Este verano volví a ver 'Dersu Urzala' ('El cazador'). Esta joya del cine narra las expediciones de un explorador del Gobierno ruso y un cazador a través de la taiga siberiana. La película del director japonés Akira Kurosawa es extraordinaria en muchos sentidos, pero sobre todo en la manera de mostrar la cruda belleza de la naturaleza salvaje. Lo que Jack London conseguía en sus libros con palabras, Kurosawa lo logra con sus imágenes. Estos últimos días, mientras veía caer la nieve en un rincón de los Pirineos, me han venido a la cabeza varios momentos de la película. Cuando el viejo cazador y su amigo viajan por la taiga siberiana, los paisajes cobran vida. Los sonidos, los animales, el viento, el sol, la nieve… todos se convierten en protagonistas principales. El tiempo se detiene en cualquier detalle. Caminar por el bosque o por la montaña siempre me ha traído sensaciones similares a la película. Más todavía sabiendo que estas tierras las habitan osos y lobos (solo faltan los tigres siberianos). La llamada de lo salvaje se refugia en estos santuarios. Este invierno estoy siguiendo las huellas de los lobos errantes que se mueven por el Pirineo. Mientras miro al suelo y al horizonte, escucho también al resto de habitantes de la montaña integrándome en el paisaje como uno más de ellos. Se trata de ver sin ser visto.

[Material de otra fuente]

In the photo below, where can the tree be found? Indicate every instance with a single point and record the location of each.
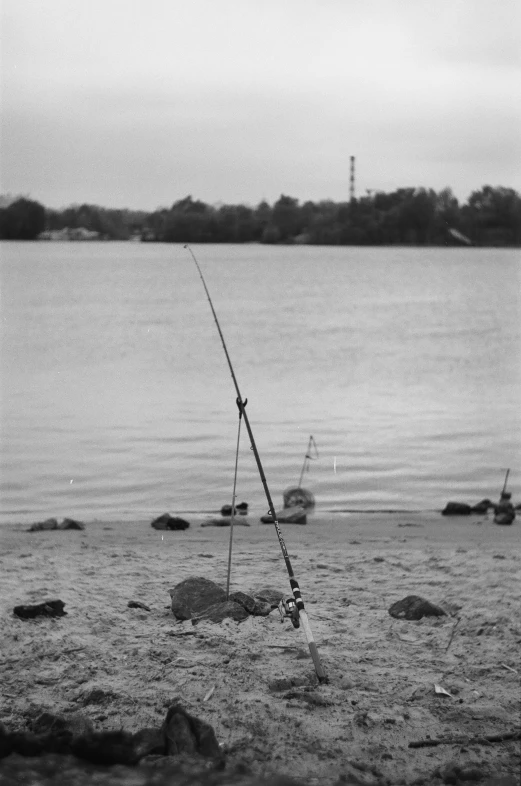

Echo la memoria atrás, a un invierno de hace unos años mientras seguía otras huellas. En esa ocasión, seguía el rastro del lobo en la cordillera Cantábrica. Por algún lance de caza o quizás por la gran cantidad de hielo cortante que cubría el territorio, la planta del pie del lobo tenía una pequeña herida. Su huella manchada de sangre daba señal de la crudeza de la vida salvaje en el duro invierno. Seguro que el amigo Dersu Urzala hubiera podido leer con precisión esas pisadas e interpretarlas para dar crónica de los últimos días de aquel lobo herido.
Año de nieves, año de bienes. Para los lobos suele ser cierto en muchas ocasiones. Durante ese mismo invierno, en un pequeño valle cantábrico descubrí los restos de ocho corzos devorados por el cánido. Los ungulados habían sido aprovechados por completo, solo quedaban los huesos. Sin lugar a dudas habían servido de alimento a otros carnívoros y aves rapaces. Probablemente los lobos habían dado caza a aquellos corzos al quedar hundidos en la nieve. En otras ocasiones las presas del lobo perecen por la falta de alimento y las bajas temperaturas. En ese caso los cuervos no tardan en descubrirlos y conducen a los lobos a las carroñas. Este invierno los lobos no tendrán que realizar largas batidas por su territorio en busca de alimento. Todo lo contrario: la dureza de las condiciones meteorológicas les brindará la posibilidad de abastecerse de animales debilitados o muertos en esa gigantesca trampa blanca que es la montaña nevada.
Nieva y sopla el viento. Los copos de nieve se clavan en mi cara como agujas. El frío se cuela por los pliegues de la ropa. Es una ventisca fuerte que dura hasta última hora de la tarde. La memoria me conduce hasta una escena imborrable de la película. Veo a Dersu y su amigo el capitán sobreviviendo a la ventisca en un refugio improvisado con la escasa vegetación de los alrededores. El relato alcanza su máxima intensidad. Aunque solo fuera por esos escasos minutos merecería la pena visionar la gran obra maestra de Kurosawa. La nieve en la montaña es sinónimo de belleza, pero también de peligro. Especialmente en las cumbres donde, al igual que en la taiga o la tundra, las duras condiciones a las que deben enfrentarse los seres vivos acaban conduciéndolos a la muerte. Principio y fin. Como el propio invierno, que muere cada año para dar inicio a una nueva primavera. Como el corzo que no ha logrado superar el frío intenso y sirve de alimento a las lobas, que unos meses después darán a luz a sus lobatos. Es el ciclo de la vida. Cuando el viento deja de soplar aparece la niebla. Las nubes juegan con el paisaje y añaden un halo de misterio a la montaña.